Of the real situation of the planet nothing was being coherently said: there were glimpses, references, all kinds of half-truths, but never the full picture.
Then I saw Tafta. On the screen of the machine was Tafta, and he was on a platform in a hall that was full of people. He was superficially different in appearance from how I had last seen him as the black-clothed, war-inciting priest. His physical being had not much changed. He glistened with health, was rather fleshy, and he emanated a calm, self-satisfied conceit. His garb was that now worn everywhere over the planet, as if it had been ordered by a dictator—but these animals have never been able to relinquish uniforms. He wore blue very tight trousers of a thick material, which emphasized his sexuality, and a tight singlet.

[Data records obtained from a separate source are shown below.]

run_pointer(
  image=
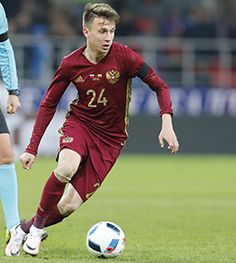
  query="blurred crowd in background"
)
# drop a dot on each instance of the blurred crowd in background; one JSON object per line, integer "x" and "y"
{"x": 167, "y": 18}
{"x": 184, "y": 65}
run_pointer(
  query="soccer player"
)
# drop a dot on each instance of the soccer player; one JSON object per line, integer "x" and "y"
{"x": 95, "y": 128}
{"x": 8, "y": 179}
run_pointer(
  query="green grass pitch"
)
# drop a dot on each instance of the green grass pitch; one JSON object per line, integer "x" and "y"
{"x": 173, "y": 209}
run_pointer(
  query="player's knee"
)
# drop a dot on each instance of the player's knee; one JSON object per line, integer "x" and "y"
{"x": 7, "y": 158}
{"x": 67, "y": 208}
{"x": 64, "y": 173}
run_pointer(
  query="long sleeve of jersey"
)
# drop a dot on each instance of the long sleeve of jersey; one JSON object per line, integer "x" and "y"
{"x": 161, "y": 89}
{"x": 47, "y": 109}
{"x": 135, "y": 64}
{"x": 7, "y": 59}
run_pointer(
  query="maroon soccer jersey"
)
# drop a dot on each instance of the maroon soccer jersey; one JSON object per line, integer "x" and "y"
{"x": 104, "y": 91}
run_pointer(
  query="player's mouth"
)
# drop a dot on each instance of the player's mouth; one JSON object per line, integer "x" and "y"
{"x": 106, "y": 46}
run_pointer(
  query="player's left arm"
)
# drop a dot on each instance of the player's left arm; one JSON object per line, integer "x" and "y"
{"x": 167, "y": 133}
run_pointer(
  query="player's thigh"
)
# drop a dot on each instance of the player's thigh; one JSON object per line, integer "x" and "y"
{"x": 6, "y": 150}
{"x": 68, "y": 163}
{"x": 70, "y": 201}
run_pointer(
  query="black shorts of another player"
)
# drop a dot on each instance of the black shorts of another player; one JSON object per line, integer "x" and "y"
{"x": 3, "y": 124}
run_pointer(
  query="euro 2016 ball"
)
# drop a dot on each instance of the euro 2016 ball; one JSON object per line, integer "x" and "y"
{"x": 105, "y": 239}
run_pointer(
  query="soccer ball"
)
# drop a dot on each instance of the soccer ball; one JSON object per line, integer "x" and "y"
{"x": 105, "y": 240}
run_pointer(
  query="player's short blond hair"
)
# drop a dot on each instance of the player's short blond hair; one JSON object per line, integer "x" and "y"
{"x": 93, "y": 10}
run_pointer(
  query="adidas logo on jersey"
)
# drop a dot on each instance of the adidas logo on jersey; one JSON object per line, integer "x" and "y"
{"x": 79, "y": 79}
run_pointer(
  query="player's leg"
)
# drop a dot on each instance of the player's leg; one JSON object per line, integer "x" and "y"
{"x": 68, "y": 164}
{"x": 8, "y": 179}
{"x": 69, "y": 202}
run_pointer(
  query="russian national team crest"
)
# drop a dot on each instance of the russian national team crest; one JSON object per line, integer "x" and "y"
{"x": 113, "y": 76}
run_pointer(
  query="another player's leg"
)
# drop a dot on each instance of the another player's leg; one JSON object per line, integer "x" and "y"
{"x": 68, "y": 164}
{"x": 8, "y": 182}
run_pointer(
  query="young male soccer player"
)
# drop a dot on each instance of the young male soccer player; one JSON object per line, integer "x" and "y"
{"x": 8, "y": 179}
{"x": 95, "y": 128}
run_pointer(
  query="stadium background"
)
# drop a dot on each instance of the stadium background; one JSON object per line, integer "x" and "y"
{"x": 173, "y": 209}
{"x": 191, "y": 44}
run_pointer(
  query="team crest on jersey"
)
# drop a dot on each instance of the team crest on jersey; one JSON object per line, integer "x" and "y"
{"x": 96, "y": 76}
{"x": 113, "y": 76}
{"x": 67, "y": 139}
{"x": 79, "y": 79}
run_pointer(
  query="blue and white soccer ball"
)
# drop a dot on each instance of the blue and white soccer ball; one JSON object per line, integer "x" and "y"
{"x": 105, "y": 239}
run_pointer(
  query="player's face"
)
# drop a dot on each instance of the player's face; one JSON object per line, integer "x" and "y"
{"x": 100, "y": 35}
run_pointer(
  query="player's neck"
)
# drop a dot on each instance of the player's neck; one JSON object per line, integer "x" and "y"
{"x": 93, "y": 57}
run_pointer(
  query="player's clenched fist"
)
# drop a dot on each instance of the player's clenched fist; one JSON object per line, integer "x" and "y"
{"x": 27, "y": 159}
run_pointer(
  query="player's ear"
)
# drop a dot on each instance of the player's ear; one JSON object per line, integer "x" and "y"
{"x": 85, "y": 31}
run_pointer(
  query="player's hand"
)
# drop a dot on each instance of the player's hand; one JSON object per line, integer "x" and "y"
{"x": 170, "y": 137}
{"x": 27, "y": 160}
{"x": 167, "y": 134}
{"x": 13, "y": 104}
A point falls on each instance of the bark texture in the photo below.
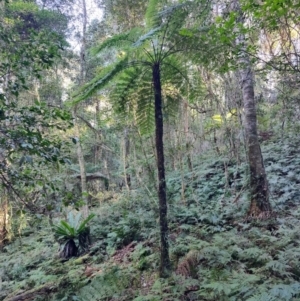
(260, 206)
(165, 266)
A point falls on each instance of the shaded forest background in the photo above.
(151, 153)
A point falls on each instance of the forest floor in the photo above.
(216, 253)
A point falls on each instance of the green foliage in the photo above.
(73, 228)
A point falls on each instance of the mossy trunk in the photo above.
(3, 221)
(70, 249)
(165, 266)
(260, 206)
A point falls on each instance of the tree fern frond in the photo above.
(100, 81)
(172, 99)
(124, 87)
(149, 35)
(145, 116)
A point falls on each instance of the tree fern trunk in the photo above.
(165, 265)
(260, 206)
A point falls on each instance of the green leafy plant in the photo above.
(71, 230)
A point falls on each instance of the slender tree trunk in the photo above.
(81, 162)
(126, 151)
(80, 156)
(165, 266)
(260, 206)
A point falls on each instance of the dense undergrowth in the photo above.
(217, 254)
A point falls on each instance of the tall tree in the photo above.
(146, 63)
(260, 206)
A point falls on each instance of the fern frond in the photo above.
(145, 116)
(148, 36)
(101, 80)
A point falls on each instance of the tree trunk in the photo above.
(126, 151)
(165, 266)
(80, 156)
(81, 162)
(260, 206)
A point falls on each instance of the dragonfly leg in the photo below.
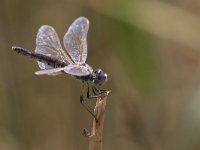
(98, 92)
(83, 102)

He was resting one buttock on the edge of a table, swung one leg, and smiled easily and confidently down at his audience.
Tafta was now one of the senior technicians of the continent, and his task was to answer questions put by this disquieted and indeed frankly terrified gathering. He was a world figure, as an apologist for current technology. For some years he had enjoyed a reputation as an intrepid critic of governmental and global policies to do with the uses of technology, and had written several works of fiction, of that category where social possibilities of the day were given expression in a popular form. This type of fiction was both challenging and useful, in that it gave the populace opportunities to examine potentialities of technological discoveries; but anodyne, because the mere fact that sometimes appalling developments had been displayed in print at all seemed to reassure the citizens that they could not happen.